More crisis are coming
According to the New Statesman’s exclusive investigation and polling by Merlin Strategy, an epidemic of despair is spreading among Gen Z women. These young women are more progressive than any demographic, yet they’re also the most unhappy and hopeless. Only 50% of women under 30 view men positively, compared to 72% of men who view women positively. Young women are 26 percentage points less likely than young men to feel positively about capitalism, and far more pessimistic about ever out-earning their parents.
The most devastating part is that educated, privileged women are experiencing the deepest crisis. These aren’t struggling women—they’re lawyers, consultants, strategists. Yet they’re the ones most convinced society has abandoned them. They can’t afford homes. They don’t want children because motherhood means erasing themselves. They feel trapped choosing between subjugation to a man or subjugation to the system. The internet has radicalised them into believing revolution matters more than their own lives.

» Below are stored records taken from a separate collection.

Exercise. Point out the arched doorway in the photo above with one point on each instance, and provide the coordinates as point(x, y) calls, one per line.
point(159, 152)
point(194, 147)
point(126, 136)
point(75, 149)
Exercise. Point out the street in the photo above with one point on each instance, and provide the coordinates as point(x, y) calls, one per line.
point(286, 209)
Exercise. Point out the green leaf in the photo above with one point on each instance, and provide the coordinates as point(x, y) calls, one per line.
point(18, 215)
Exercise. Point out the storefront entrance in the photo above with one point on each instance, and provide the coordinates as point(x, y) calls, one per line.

One woman admitted: “I kind of put my personal life and personal goals and personal advancement on the side, because I’m involved with these things.” She sacrificed her future for activism that won’t change anything.
Young women are angry about existence itself. They’ve weaponized their pessimism into a moral identity. One activist said: “I think to be a person that cares about other people, you’ve got to be pessimistic.” This isn’t courage. This is learned helplessness rebranded as enlightenment. They’re isolated, they dislike men, they don’t believe in the future, and they’re spreading that despair to every young woman they meet.